TLDR: Our recent evaluation of Kubernetes underscored its suitability for scaling Coinbase into the future. In the past, a migration to Kubernetes raised concerns due to the operational burden of running and securing the control plane in-house. We’ve now concluded that managed Kubernetes offerings reduce this operational burden without compromising our stack security.
Almost two years ago we released a blog post detailing why Kubernetes is not part of our technical stack. At the time, migrating to Kubernetes would have created a whole new set of problems that outweighed any near-term benefits. However, as these technologies have matured, our newly-formed Compute Team devised a strategy for leveraging Kubernetes in a way that can deliver a more flexible and scalable version of our current system.
Coinbase has grown substantially since we first considered migrating to Kubernetes. With any growth of this kind, it is important to prioritize scalability concerns. As we continue to scale, one of the main areas in need of future-proofing is Coinbase’s compute platform.

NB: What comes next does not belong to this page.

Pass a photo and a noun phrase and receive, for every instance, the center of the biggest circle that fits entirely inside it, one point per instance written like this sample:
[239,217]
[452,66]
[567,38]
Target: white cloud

In mid-2020, our largest service was configured to run a relatively small number of hosts, whereas today it’s running 10x that number.
In this same period, we quadrupled the size of our engineering organization causing a substantial increase in the number of deployments — each needing completely new hosts. The increase in the number of deployments have raised concerns over future scalability as we are already running into technical limitations of current APIs and resources. Recurring issues with getting enough capacity and having it delivered in a reasonable timeframe, caused an increase in failed deployments and required our largest services to dramatically slow down their release process.

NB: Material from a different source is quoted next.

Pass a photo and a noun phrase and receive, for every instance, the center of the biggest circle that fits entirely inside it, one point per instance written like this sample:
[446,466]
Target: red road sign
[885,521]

While these issues are solvable, we decided to take this opportunity to evaluate whether it made sense to continue investing in a homegrown system or consider an open source alternative that would be much more scalable in the long term.
In our evaluation of Kubernetes, we found that one of the biggest advantages of a migration is that it decouples host provisioning from service deployment, moving the burden of managing host acquisition from individual teams to the broader Infrastructure team. This empowers the Infrastructure team to take a holistic approach to host management. Also, capacity constraints are less likely to affect deployments, and we reduce the amount of cloud provider specific knowledge that individual engineers need to maintain.

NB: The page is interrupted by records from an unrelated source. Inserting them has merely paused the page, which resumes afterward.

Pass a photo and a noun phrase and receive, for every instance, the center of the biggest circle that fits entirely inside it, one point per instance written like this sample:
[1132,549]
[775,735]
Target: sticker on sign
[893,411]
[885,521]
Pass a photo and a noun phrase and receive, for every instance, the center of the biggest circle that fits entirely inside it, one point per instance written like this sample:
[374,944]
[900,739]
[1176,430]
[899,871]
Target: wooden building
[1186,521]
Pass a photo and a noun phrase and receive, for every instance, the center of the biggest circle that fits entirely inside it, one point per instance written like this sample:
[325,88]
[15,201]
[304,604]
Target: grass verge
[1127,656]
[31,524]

The Kubernetes community has created a wealth of knowledge and tooling that we can utilize to provide better support to teams and quickly enable new features. Additionally, as Kubernetes is extensible, there is still the option to build tooling internally and open source it for use within the wider community.
Security is incredibly important at Coinbase and securing Kubernetes clusters is a non-trivial undertaking. Transitioning from highly-isolated and single-tenant compute to a system which promotes multi-tenancy requires deliberate security design and consideration. Because we have high-security workloads where we have to guarantee isolation, we must run separate clusters and build automated tooling that handles all cluster operations. Giving individuals access to operate high-security infrastructure is not allowed.
Managed Kubernetes offerings, such as AWS EKS, take on the responsibility of operating, maintaining, and securing the control plane, reducing the operational burden of running many clusters. Reducing our operational burden and security responsibility enables us to focus on building the orchestration and automation that is required to support many clusters across a large engineering organization. EKS has significantly matured over the past few years and shown that it provides stable, operational Kubernetes while also integrating with features that are commonly used in EC2 such as being able to attach security groups to pods and IAM Roles to service accounts. Having those integrations reduces the risk and cost associated with migration, as they allow for migration without having to change the identity or access patterns of our current platform.
While the migration to Kubernetes spurred concerns in the past, we’ve now concluded that managed Kubernetes offerings, such as AWS EKS, can reduce the operational burden without compromising security. Ultimately, we realized there is a clear ceiling to the ability of our homegrown system to scale, and while there is a large set up and migration cost associated with a move to Kubernetes, we are confident that it will be more flexible and scalable than our current system.